Gashendel
Zie
Afbeelding 1. De gashendel (9) bevindt zich op de rechter stuurhelft en wordt met de rechterhand bediend.
Om vermoeidheid bij de bestuurder op lange ritten te voorkomen, is er een veerbelaste frictieafstelschroef (10) aan de onderkant van de gashendelklem aangebracht.
1. | Draai de gashendel langzaam rechtsom (naar de voorkant van de motorfiets) om de gashendel te sluiten (afremmen). | |
2. | Draai de gashendel langzaam linksom (naar de achterkant van de motorfiets) om de gashendel te openen (accelereren). | |
| WAARSCHUWING Haal de afstelschroef niet zo ver aan dat de motor niet meer automatisch naar het stationaire toerental terugkeert.
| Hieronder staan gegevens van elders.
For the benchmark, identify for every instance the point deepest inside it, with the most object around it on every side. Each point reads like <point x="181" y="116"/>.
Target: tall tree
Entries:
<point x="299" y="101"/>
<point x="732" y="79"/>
Indien de schroef te strak wordt aangehaald, kunt u de controle over de motor verliezen, met mogelijk ernstig of dodelijk letsel tot gevolg. (00031b) |
3. | Schroef de afstelschroef los, zodat de motor stationair gaat draaien wanneer de gashendel los wordt gelaten. | |
4. | Draai de schroef verder vast om de frictie op de gashendel te verhogen. Dit dempt de bewegingen van de gashendel. | |
OPMERKING
De afstelschroef mag bij gewoon langzaam rijdend en stilstaand verkeer niet worden gebruikt.
Koppelingshendel
WAARSCHUWING
Houd uw vingers niet tussen de handhendel en de handgreep. Indien u uw hand verkeerd plaatst, dan kan het zijn dat u de hendel niet goed kunt bedienen. Dit betekent dat u de controle over de motor kunt verliezen, met mogelijk ernstig of dodelijk letsel tot gevolg. (00032a)
Zie
Afbeelding 1. De koppelingshendel (1) bevindt zich op de linker stuurhelft en wordt met de vingers van de linkerhand bediend.
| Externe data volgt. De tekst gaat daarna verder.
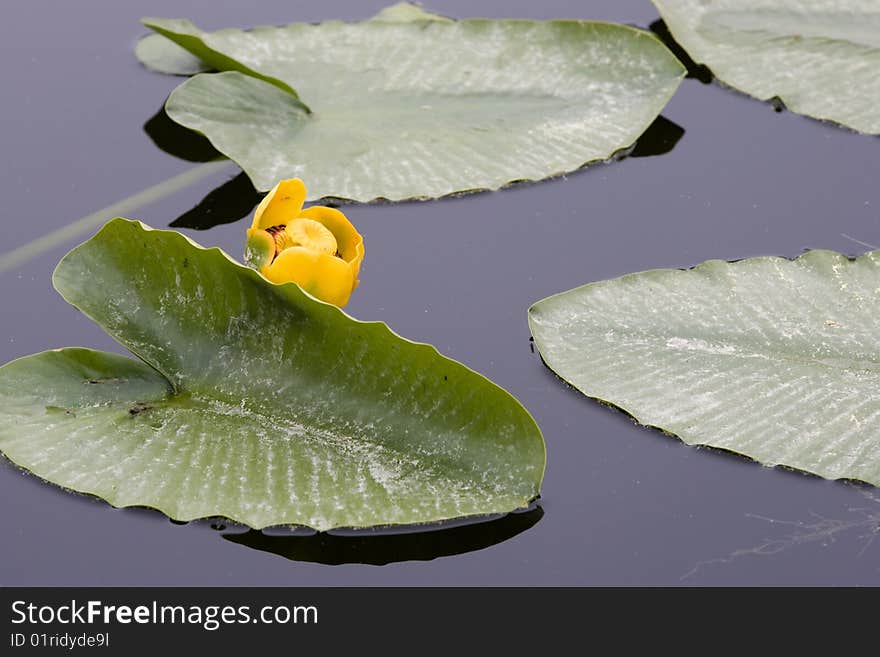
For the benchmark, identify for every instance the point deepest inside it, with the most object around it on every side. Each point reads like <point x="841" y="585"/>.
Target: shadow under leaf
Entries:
<point x="375" y="548"/>
<point x="660" y="138"/>
<point x="229" y="202"/>
<point x="697" y="71"/>
<point x="178" y="141"/>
Trek de koppelingshendel langzaam tegen de handgreep om de koppeling volledig te ontkoppelen.
Schakel met het schakelpedaal de eerste versnelling in. Raadpleeg het hoofdstuk
Bedieningselementen en controlelampen → Stuurschakelaars.
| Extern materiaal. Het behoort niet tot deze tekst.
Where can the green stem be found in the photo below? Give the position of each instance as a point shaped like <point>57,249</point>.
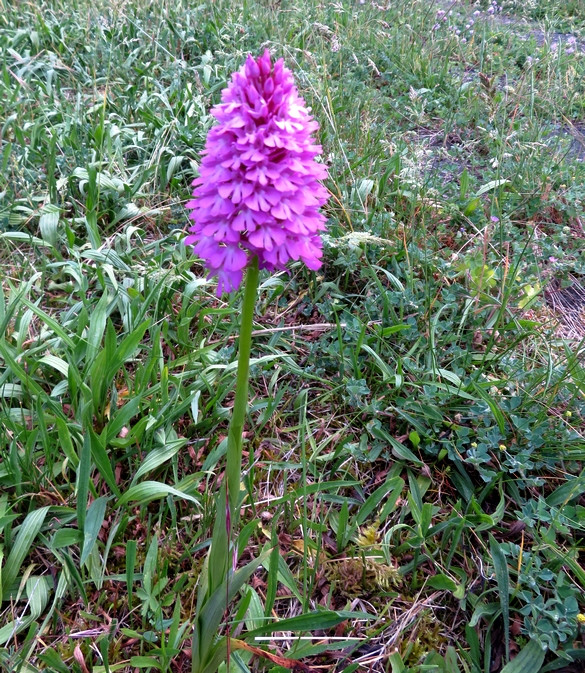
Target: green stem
<point>234,450</point>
Laat de koppelingshendel langzaam los om de koppeling in te laten grijpen.
Op de linker stuurhelft is een koppelingsschakelaar ingebouwd. Hiermee kan de bestuurder het voertuig in elke versnelling starten zolang de koppelingshendel wordt ingetrokken. Als de koppeling niet wordt ingetrokken, kan het voertuig niet gestart worden.
Paallamp-/achtervolgingslampschakelaar
Zie
Afbeelding 1. De paallamp-/achtervolgingslampschakelaar (11) bevindt zich op de rechter stuurhelft.
Beweeg de schakelaar vanuit de OFF-stand (uit) één positie naar links, aangeduid door AUX (extra), om de paallamp (indien voorzien) in te schakelen.
Beweeg de schakelaar vanuit de OFF-stand (uit) twee posities naar links, aangeduid door PURS (achtervolging), om de paallamp (indien voorzien) in te schakelen en de achtervolgingslampen beurtelings te laten knipperen. Een controlelamp gaat branden om aan te geven dat de achtervolgingslamp geactiveerd is.
OPMERKING
Bij de FLHP internationale configuratie zijn de achtervolgingslampen uitgeschakeld.